I vantaggi sono chiari per tutti: per il territorio, con la possibilità di attrarre capitali privati per opere pubbliche strategiche, la riduzione della burocrazia e dei tempi amministrativi e il coinvolgimento diretto di cittadini e stakeholder. Ma anche per le Imprese, dal punto di vista dello storytelling certificato con dati certi per la Relazione di Impatto e il Bilancio di sostenibilità, della premialità con priorità di accesso a bandi e fondi regionali; deduzioni/detrazioni fiscali se spettanti per legge, e della reputazione, con il rafforzamento del legame con la comunità locale.
Oltre al software, Venexus prevede un programma formativo per le amministrazioni locali, che punta a trasformare i funzionari in “progettisti di valore” capaci di dialogare efficacemente con le imprese sostenibili.
Il funzionamento di “Venexus”
La piattaforma consente di digitalizzare l’intero ciclo di vita di una partnership attraverso un percorso strutturato in diverse fasi. Si parte dall’iscrizione: promotori e imprese accedono tramite SPID o CIE, con le aziende inserite in un apposito elenco regionale e i progetti registrati in un archivio dedicato. I promotori possono poi presentare le proprie iniziative in una vera e propria vetrina online, attraverso pagine sintetiche ma complete che illustrano obiettivi, impatti e modalità di collaborazione per eventuali partner. Le imprese hanno quindi la possibilità di cercare i progetti in base al territorio o agli ambiti ESG e avviare direttamente sulla piattaforma il dialogo con i promotori.
Quando viene raggiunto un accordo preliminare, le parti sottoscrivono una Lettera di intenti generata automaticamente dal sistema: il documento viene registrato sulla blockchain regionale, diventando così immutabile e garantendo trasparenza e certezza giuridica.
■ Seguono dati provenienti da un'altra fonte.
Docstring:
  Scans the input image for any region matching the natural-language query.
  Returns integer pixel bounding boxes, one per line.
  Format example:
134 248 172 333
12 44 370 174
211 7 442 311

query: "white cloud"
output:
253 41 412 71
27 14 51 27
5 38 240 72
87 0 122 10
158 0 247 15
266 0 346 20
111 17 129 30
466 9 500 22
Successivamente le parti procedono alla firma della convenzione definitiva, che avviene al di fuori della piattaforma e serve a dare concreta attuazione al progetto.
La piattaforma introduce diversi elementi innovativi pensati per garantire maggiore trasparenza ed efficacia nei progetti sostenuti. Tra questi c’è l’utilizzo della blockchain, che consente di tracciare e verificare pubblicamente ogni donazione o accordo, aumentando così la fiducia dei cittadini e rafforzando la reputazione delle imprese coinvolte.
Venexus mette inoltre a disposizione strumenti per la misurazione dell’impatto attraverso specifici indicatori e standard internazionali, come gli ESRS, permettendo di calcolare in modo scientifico i benefici generati dai progetti sull’ambiente e sulle persone. La piattaforma integra infine anche un modulo dedicato al fundraising e al crowdfunding, che gestisce automaticamente la tracciabilità dei pagamenti e la documentazione necessaria per ottenere eventuali benefici fiscali, come quelli previsti dall’Art Bonus.